Say you’re the president of Diamond Staffing Services. One morning, your phone is flooded with Twitter notifications. A few taps leads you to the source of the buzz: Someone opened a Twitter account parodying your company’s name and tweeted: “Work for Diamond? Pregnant = fired. We’re Diamond – we don’t care, LOL!” The tweet links to your company’s official Twitter account. Livid, you instruct your attorney to file a defamation lawsuit. Not so fast, your attorney says. First, you need to know who you’re suing, and the Twitter account was probably opened using fake information.
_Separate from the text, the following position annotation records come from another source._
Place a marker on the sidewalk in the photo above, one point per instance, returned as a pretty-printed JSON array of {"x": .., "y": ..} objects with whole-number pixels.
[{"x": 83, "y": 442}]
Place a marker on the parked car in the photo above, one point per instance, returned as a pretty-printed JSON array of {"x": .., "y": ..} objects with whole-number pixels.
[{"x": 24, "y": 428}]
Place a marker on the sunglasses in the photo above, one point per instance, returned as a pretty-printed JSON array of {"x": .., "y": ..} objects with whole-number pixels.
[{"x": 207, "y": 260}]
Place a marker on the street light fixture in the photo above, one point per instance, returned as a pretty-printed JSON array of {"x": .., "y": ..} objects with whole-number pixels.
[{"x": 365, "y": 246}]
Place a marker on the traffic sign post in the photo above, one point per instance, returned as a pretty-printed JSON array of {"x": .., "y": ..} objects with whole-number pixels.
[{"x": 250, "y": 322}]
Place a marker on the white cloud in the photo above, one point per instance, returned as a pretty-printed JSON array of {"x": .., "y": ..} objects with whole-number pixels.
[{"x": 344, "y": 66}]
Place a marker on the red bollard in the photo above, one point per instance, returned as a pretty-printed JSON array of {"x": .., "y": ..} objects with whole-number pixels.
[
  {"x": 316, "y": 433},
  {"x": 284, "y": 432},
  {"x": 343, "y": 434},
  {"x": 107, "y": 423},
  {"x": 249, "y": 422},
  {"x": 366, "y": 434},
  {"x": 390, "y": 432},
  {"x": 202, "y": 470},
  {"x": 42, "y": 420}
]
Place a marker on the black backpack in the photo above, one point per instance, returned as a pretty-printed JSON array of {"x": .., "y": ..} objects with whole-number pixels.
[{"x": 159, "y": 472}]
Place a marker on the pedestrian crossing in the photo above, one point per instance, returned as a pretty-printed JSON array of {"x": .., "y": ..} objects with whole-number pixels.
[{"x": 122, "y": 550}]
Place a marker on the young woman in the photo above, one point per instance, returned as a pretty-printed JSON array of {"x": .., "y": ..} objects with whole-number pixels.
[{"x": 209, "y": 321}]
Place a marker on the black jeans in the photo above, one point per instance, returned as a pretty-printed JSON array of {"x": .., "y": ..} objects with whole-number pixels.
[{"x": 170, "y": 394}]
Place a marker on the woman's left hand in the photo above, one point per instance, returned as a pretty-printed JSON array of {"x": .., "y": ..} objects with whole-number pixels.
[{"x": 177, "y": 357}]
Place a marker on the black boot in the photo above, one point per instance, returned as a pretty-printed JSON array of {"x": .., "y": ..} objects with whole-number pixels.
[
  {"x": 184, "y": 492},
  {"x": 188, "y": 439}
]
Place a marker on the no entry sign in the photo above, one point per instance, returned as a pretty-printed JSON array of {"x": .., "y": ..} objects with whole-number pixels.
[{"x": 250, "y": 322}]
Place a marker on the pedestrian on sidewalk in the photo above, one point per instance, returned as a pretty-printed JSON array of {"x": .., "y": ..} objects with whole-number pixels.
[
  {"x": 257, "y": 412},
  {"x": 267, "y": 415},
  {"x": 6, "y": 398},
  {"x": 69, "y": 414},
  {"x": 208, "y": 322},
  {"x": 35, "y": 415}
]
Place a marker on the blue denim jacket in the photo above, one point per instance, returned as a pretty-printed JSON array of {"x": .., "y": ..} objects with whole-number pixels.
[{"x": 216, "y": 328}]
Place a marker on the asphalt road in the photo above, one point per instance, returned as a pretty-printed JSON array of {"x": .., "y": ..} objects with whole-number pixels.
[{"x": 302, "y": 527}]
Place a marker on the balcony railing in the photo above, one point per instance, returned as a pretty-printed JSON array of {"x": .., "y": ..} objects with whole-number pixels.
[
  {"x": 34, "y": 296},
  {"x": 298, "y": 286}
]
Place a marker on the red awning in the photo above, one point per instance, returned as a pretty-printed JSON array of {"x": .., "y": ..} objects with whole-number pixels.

What do you do?

This scenario is becoming more common as disgruntled employees and customers take to social media sites to air their grievances. Such users often post anonymously, and they have a First Amendment right to do so. To discover the identity of anonymous users, one must overcome First Amendment protections for anonymous speech.

A recent case illustrates the challenges of suing for defamation based on anonymous online statements. In Music Group Macao Commercial Offshore Ltd v. Does, 2015 WL 75073 (N.D. Cal. Mar. 2, 2015), a Washington-based company (Music Group) alleged that the defendants used anonymous Twitter accounts to defame the company and its CEO. Among other things, the anonymous users tweeted that Music Group “designs its products to break in 3-6 months,” “encourages domestic violence and misogyny,” and that its CEO “engages with prostitutes.” Music Group originally subpoenaed Twitter in Washington to reveal “the name, address, email address and any proxy address” of owners of the accounts. Twitter, which is based in San Francisco, did not agree to have a court in Washington decide wither it had to comply with the subpoenas. Music Group then filed a miscellaneous proceeding in the district court in the Northern District of California to enforce the subpoenas.

The district court initially granted Music Group’s motion to enforce the subpoena, but after reviewing an amicus brief filed by Public Citizen, Inc. (a public interest law firm), the court corrected its order and denied the motion. The court first took stock of the various tests used by courts in analyzing First Amendment protection of anonymous online speech. The court chose to apply a test that focuses on the nature of the speech. Under that test, a party seeking to discovery the identity of an anonymous speaker must first persuade the court that there is a “real evidentiary basis” for believing that the defendant has engaged in wrongful conduct that has caused real harm to the plaintiff’s interests. If the plaintiff makes this showing, then the court must weigh the harm to the plaintiff caused by allowing the speaker to remain anonymous versus the harm to the speaker’s interests in anonymity.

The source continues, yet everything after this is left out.